I can't see any way to change this behaviour - I've tried scheduling the property-setting on the STA Thread, but it causes the same blocking. I'd be happy to change the Task Pane so that it just appears immediately without the transition (like the Pivot Table pane), but I don't see anything to make that happen either.

Am I doing this incorrectly?
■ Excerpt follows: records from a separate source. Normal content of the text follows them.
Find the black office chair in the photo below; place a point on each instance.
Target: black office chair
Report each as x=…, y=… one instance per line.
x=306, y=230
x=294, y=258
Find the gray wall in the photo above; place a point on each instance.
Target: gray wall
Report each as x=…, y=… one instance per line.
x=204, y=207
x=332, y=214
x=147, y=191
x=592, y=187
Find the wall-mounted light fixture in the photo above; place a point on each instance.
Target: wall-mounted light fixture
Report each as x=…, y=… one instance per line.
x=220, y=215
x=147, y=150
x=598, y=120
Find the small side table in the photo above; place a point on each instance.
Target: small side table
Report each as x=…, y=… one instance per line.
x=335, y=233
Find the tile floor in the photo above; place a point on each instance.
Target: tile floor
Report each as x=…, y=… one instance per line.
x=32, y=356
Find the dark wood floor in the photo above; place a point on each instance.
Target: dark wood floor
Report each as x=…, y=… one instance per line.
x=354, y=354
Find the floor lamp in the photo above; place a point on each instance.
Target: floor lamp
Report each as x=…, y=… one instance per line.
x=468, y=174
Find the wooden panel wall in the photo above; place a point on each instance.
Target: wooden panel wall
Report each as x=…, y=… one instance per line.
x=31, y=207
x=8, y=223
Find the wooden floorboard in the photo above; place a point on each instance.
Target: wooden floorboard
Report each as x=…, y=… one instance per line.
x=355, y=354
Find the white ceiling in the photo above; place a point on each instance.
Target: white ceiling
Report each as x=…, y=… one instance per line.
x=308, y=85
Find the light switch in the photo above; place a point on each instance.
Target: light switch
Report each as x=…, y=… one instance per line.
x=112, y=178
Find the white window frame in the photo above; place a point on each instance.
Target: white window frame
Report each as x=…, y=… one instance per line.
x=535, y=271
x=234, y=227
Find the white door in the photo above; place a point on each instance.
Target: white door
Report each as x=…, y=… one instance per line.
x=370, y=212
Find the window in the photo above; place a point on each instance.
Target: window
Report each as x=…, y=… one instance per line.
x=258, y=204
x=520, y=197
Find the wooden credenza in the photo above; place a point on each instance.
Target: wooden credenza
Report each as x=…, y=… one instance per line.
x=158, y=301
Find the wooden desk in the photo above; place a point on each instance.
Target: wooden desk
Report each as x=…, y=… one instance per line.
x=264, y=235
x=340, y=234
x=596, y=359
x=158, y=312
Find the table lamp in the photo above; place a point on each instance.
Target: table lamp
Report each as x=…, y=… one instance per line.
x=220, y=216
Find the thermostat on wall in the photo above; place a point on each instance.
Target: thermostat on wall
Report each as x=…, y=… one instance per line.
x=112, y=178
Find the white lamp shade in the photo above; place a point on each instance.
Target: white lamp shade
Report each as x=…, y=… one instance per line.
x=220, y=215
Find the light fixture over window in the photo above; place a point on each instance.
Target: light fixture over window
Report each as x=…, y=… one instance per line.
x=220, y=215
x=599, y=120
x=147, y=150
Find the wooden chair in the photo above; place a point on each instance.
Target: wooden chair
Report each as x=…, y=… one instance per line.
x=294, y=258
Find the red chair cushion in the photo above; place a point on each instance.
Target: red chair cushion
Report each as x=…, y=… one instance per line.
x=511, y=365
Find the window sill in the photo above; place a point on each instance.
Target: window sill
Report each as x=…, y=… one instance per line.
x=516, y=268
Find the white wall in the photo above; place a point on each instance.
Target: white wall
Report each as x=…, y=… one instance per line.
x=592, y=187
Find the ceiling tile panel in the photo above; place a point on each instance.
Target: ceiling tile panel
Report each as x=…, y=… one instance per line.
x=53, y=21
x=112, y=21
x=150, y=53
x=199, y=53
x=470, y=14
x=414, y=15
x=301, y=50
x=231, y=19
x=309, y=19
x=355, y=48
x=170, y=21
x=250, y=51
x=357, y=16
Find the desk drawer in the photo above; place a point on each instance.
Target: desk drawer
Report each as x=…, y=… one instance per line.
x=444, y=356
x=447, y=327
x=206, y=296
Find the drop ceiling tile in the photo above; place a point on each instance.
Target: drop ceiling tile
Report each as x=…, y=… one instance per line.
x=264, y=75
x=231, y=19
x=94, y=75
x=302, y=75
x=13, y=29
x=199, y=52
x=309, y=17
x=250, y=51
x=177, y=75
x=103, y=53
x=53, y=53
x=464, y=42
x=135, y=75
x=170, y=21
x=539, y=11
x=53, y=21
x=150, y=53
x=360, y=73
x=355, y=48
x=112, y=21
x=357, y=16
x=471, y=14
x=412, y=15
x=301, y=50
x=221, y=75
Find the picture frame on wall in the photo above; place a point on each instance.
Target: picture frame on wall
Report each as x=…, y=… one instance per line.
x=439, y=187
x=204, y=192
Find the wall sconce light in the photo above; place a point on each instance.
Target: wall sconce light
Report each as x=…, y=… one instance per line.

Is there a way to fix this with direct COM or some other subtly-hidden behaviour?

Upvotes: 15

Views: 799

Answers (2)

Neal
Neal

Reputation: 11

You should be able to set the width of the pane to zero either through the Pane API or failing that use the Windows API SetWindowPos. Then change the visibility. I don't use VSTO but know it can be done using the raw Office Pane objects.

Upvotes: 1

Josh Fierro
Josh Fierro

Reputation: 140

You can accomplish this (and even more performance improvements) by turning off silly windows animation features found here: Control Panel -> System and Security -> System -> Advanced Settings -> Performance Settings -> Visual Effects.

In this particular case, I believe you need to turn off this one:

  • Animate controls and elements inside windows.

But these are also great for speeding things up:

  • Fade or slide menus into view
  • Slide open combo boxes
  • Animate windows when minimizing and maximizing.